Es ist Anfang Mai, die Natur erwacht, dieses Jahr vielleicht etwas später meinten die Gärtner vom Rümelinger „Hutbierg“. Die Rümelinger Lokalsektion der Liga CTF hat gleich mehrere Kleingartensiedlungen aufgebaut. Einige davon besuchten wir zusammen mit Nico Fantini, dem Generalsekretär der Liga. Nico war auch Präsident der dynamischen Sektion der Grubenarbeiter im äußersten Süden des Landes. Hier ist die Erde rot, wir sind im „Land der roten Erde“.

Der betonierte Zufahrtsweg auf dem „Hutbierg“ ist schnurgerade, rechts und links sind die Gärten angelegt. Die 34 Parzellen sind mehr oder weniger gut unterhalten.
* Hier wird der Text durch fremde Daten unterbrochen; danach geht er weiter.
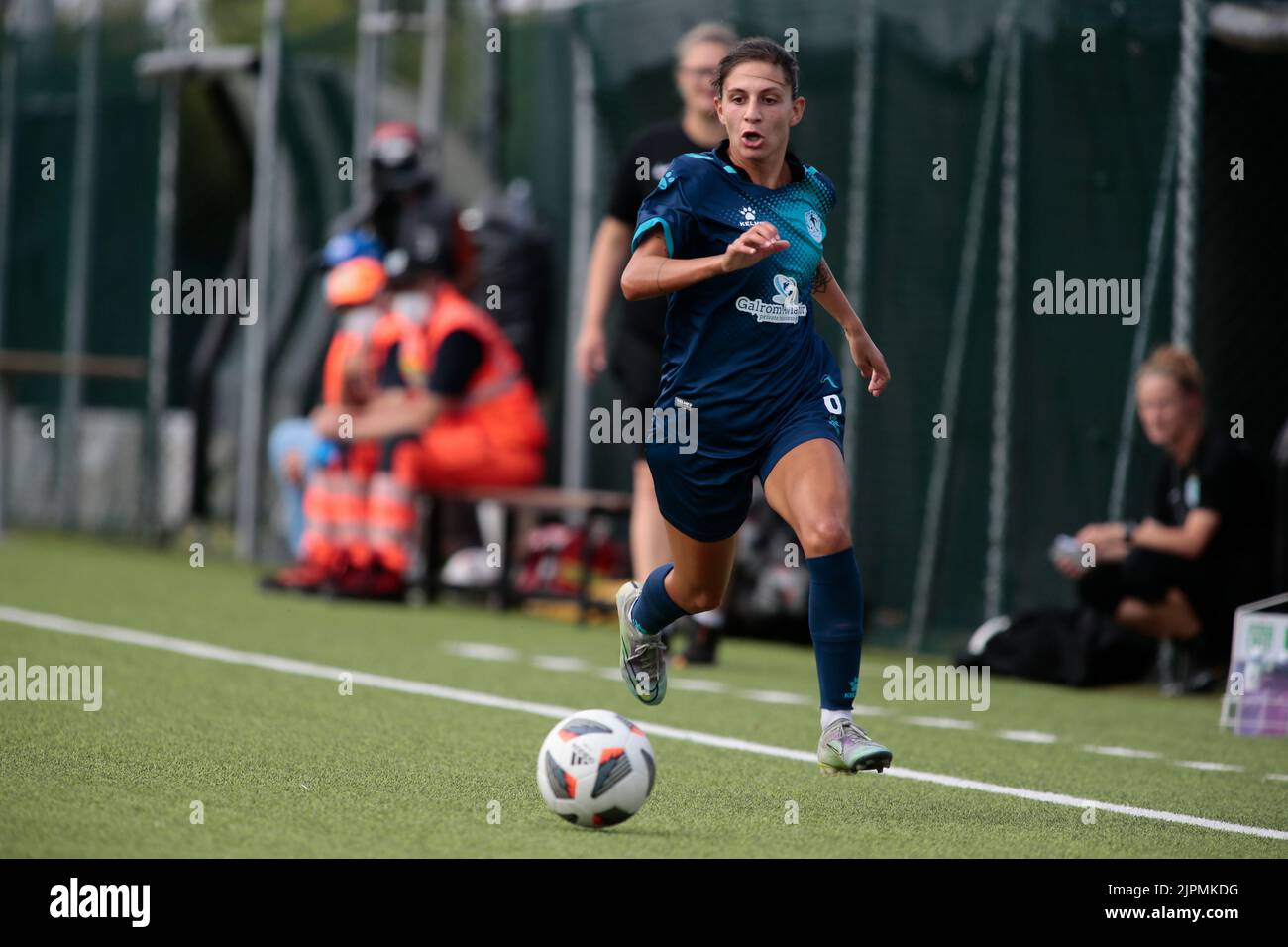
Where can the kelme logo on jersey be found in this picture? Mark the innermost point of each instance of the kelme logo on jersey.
(786, 305)
(814, 223)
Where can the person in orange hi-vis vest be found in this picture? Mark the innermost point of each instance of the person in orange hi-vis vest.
(452, 410)
(340, 474)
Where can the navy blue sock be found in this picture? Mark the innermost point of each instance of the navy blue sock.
(836, 626)
(653, 608)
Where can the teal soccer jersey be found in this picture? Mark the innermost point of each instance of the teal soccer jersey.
(741, 354)
(741, 347)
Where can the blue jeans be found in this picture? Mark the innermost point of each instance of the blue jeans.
(294, 434)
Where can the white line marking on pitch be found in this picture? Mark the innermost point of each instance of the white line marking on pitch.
(1124, 751)
(482, 652)
(1028, 736)
(308, 669)
(776, 697)
(696, 684)
(1214, 767)
(559, 663)
(944, 723)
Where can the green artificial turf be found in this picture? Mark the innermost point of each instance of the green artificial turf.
(284, 764)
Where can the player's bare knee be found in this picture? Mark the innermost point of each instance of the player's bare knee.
(702, 600)
(824, 535)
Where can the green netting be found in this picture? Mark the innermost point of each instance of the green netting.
(1091, 146)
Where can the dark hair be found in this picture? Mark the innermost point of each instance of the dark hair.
(756, 50)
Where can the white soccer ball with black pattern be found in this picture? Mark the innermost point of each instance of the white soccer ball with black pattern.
(595, 768)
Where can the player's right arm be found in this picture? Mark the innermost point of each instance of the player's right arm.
(652, 273)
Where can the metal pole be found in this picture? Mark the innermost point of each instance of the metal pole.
(583, 175)
(261, 263)
(493, 93)
(162, 265)
(1004, 337)
(432, 64)
(365, 80)
(8, 121)
(1189, 119)
(857, 227)
(1153, 265)
(940, 466)
(77, 264)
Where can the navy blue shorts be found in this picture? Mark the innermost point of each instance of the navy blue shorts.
(706, 495)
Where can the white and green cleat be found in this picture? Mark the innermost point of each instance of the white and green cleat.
(848, 749)
(643, 659)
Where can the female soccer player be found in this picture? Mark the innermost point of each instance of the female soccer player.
(730, 236)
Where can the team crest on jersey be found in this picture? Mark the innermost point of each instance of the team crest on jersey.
(814, 223)
(786, 305)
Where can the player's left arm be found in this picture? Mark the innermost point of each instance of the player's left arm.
(1188, 540)
(863, 351)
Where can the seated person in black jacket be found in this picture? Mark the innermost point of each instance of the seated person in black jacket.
(1181, 573)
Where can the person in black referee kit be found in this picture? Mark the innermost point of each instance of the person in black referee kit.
(1206, 548)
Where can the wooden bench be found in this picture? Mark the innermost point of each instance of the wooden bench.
(519, 504)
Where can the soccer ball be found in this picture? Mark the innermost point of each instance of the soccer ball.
(595, 768)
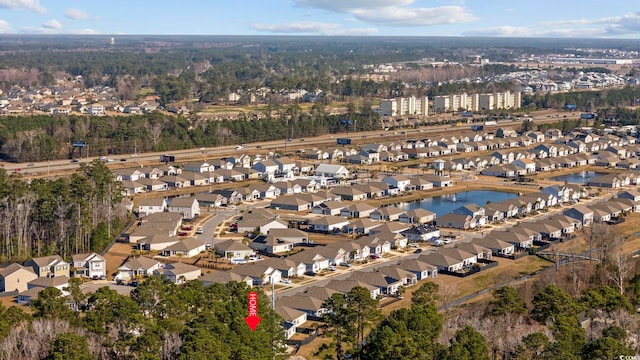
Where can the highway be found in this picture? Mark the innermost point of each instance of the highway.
(62, 167)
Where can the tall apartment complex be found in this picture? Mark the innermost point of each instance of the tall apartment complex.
(477, 102)
(405, 106)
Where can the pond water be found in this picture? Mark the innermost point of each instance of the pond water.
(578, 178)
(447, 203)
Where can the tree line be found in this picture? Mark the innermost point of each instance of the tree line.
(504, 328)
(42, 137)
(76, 214)
(158, 320)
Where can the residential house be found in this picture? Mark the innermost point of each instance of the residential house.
(293, 318)
(232, 196)
(328, 223)
(313, 261)
(188, 207)
(328, 208)
(224, 277)
(270, 244)
(417, 216)
(147, 206)
(293, 236)
(421, 233)
(388, 285)
(421, 269)
(267, 191)
(442, 262)
(580, 212)
(210, 199)
(153, 184)
(179, 273)
(137, 267)
(49, 266)
(264, 225)
(286, 266)
(156, 242)
(387, 213)
(91, 265)
(231, 249)
(59, 282)
(498, 247)
(349, 193)
(295, 202)
(198, 167)
(285, 165)
(358, 210)
(361, 226)
(15, 278)
(195, 179)
(266, 167)
(456, 221)
(400, 182)
(332, 171)
(187, 247)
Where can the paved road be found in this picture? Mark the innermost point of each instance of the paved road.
(222, 214)
(342, 274)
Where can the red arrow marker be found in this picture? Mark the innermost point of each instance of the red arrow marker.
(253, 319)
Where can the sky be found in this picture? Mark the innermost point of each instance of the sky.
(506, 18)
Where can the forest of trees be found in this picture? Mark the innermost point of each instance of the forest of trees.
(38, 138)
(506, 327)
(158, 321)
(607, 103)
(161, 320)
(76, 214)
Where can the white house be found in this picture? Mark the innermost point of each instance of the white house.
(187, 207)
(188, 247)
(333, 171)
(139, 266)
(148, 206)
(179, 273)
(90, 265)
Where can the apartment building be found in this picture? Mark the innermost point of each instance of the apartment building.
(418, 106)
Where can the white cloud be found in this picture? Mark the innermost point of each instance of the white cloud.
(517, 31)
(405, 16)
(52, 24)
(5, 27)
(393, 12)
(312, 27)
(627, 24)
(76, 14)
(51, 31)
(31, 5)
(350, 5)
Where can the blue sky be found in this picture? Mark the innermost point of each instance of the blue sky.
(542, 18)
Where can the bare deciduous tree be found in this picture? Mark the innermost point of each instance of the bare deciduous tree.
(154, 131)
(619, 265)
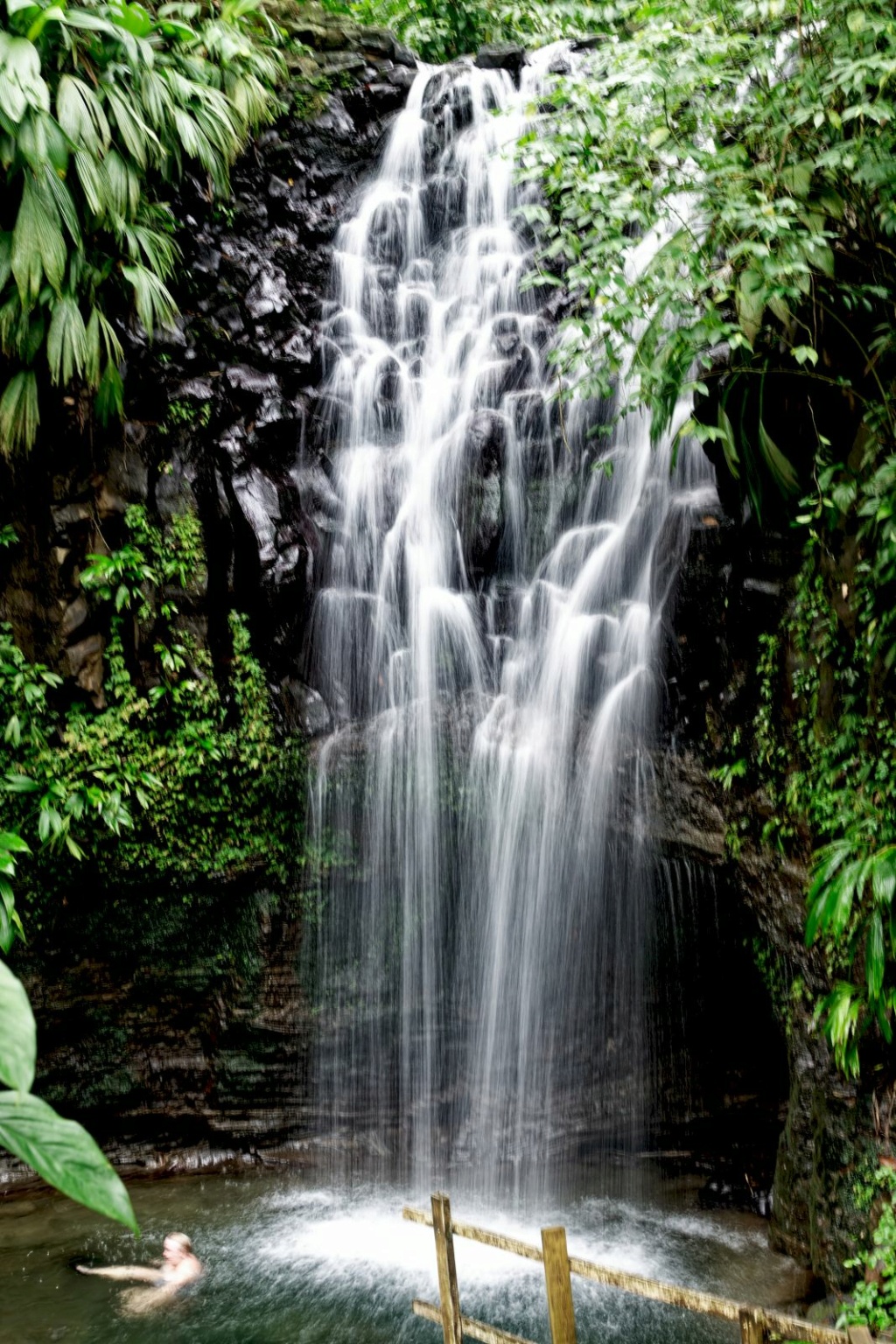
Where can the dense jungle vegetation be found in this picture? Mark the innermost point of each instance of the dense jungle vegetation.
(758, 137)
Diese 34 kleine eigene Welten, gestaltet nach den diversen Wünschen und Geschmäcken der Gartenpächter, dienen dem vorrangigen Ziel frisches und gesundes Gemüse zu züchten.

„Hier ist eine richtige Oase zur Erholung vom Alltag“ meinte Nico und trifft René in seinem Garten. Der Boden ist soweit zum Anpflanzen und Aussäen vorbereitet und Lauch, sowie einige Salatpflanzen stehen bereits im Gemüsebeet. Selbstverständlich ist auch ein Plausch auf der Terrasse des Gartenhäuschens angesagt.

Etwas weiter ist das Brummen eines Motors zu hören. Hub, ein Landwirt den es vor Jahren aus den Niederlanden nach Rümelingen verschlagen hat, ist im Begriff mit einer uralten Gartenfräse den Boden aufzulockern. Hub hat eine größere Parzelle und düngt mit Pferdemist, weil er diese günstig erhalte.

Auf „Rembour“ befindet sich eine weitere Gartenanlage der Sektion. Ich würde sagen sie sei etwas nostalgischer und romantischer, die Wege sind nicht asphaltiert und das Gelände hügeliger. Einer der Kleingärtner hat eben einen Feigenbaum in einen Kübel gepflanzt und meinte, die Wühlmäuse hätten ihm bereits drei solcher Bäume beschädigt. „Hier im Kübel kann wohl nichts mehr passieren“ meint er.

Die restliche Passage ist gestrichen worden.